Plausible but wrong output
Generated work looks right, reads confidently, and quietly isn't.
Response
Validation, source checks, tests, and human review.
Scope drift
The change keeps expanding until review gets hard and intent gets murky.
Response
Small slices, explicit boundaries, and one definition of done.
Silent automation
Work happens invisibly and nobody notices until it's already gone wrong.
Response
Visible state, approvals, logs, and notifications.
Excessive permissions
An agent can touch far more than its job requires.
Response
Least privilege, narrow tool access, and isolated credentials.

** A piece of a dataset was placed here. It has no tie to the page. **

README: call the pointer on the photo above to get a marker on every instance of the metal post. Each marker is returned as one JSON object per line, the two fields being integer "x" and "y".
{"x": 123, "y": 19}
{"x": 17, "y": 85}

Untrusted instructions in data
Retrieved or user-supplied content tries to redirect the system.
Response
Treat retrieved or user-supplied content as data — not authority over the system.
Missing provenance
Conclusions arrive with no way to tell what they were based on.
Response
Keep source references and distinguish generated conclusions from verified facts.
Context leakage
Sensitive information ends up somewhere it was never meant to go.
Response
Approved data boundaries and deliberate handling of sensitive information.
Fragile vendor coupling
Provider- or model-specific quirks leak into the whole system.
Response
Keep model- and provider-specific details behind explicit integration boundaries.
No recovery path
Something breaks and there's no clean way to stop or undo it.
Response
Dry runs, throttles, idempotency where practical, and an obvious off switch.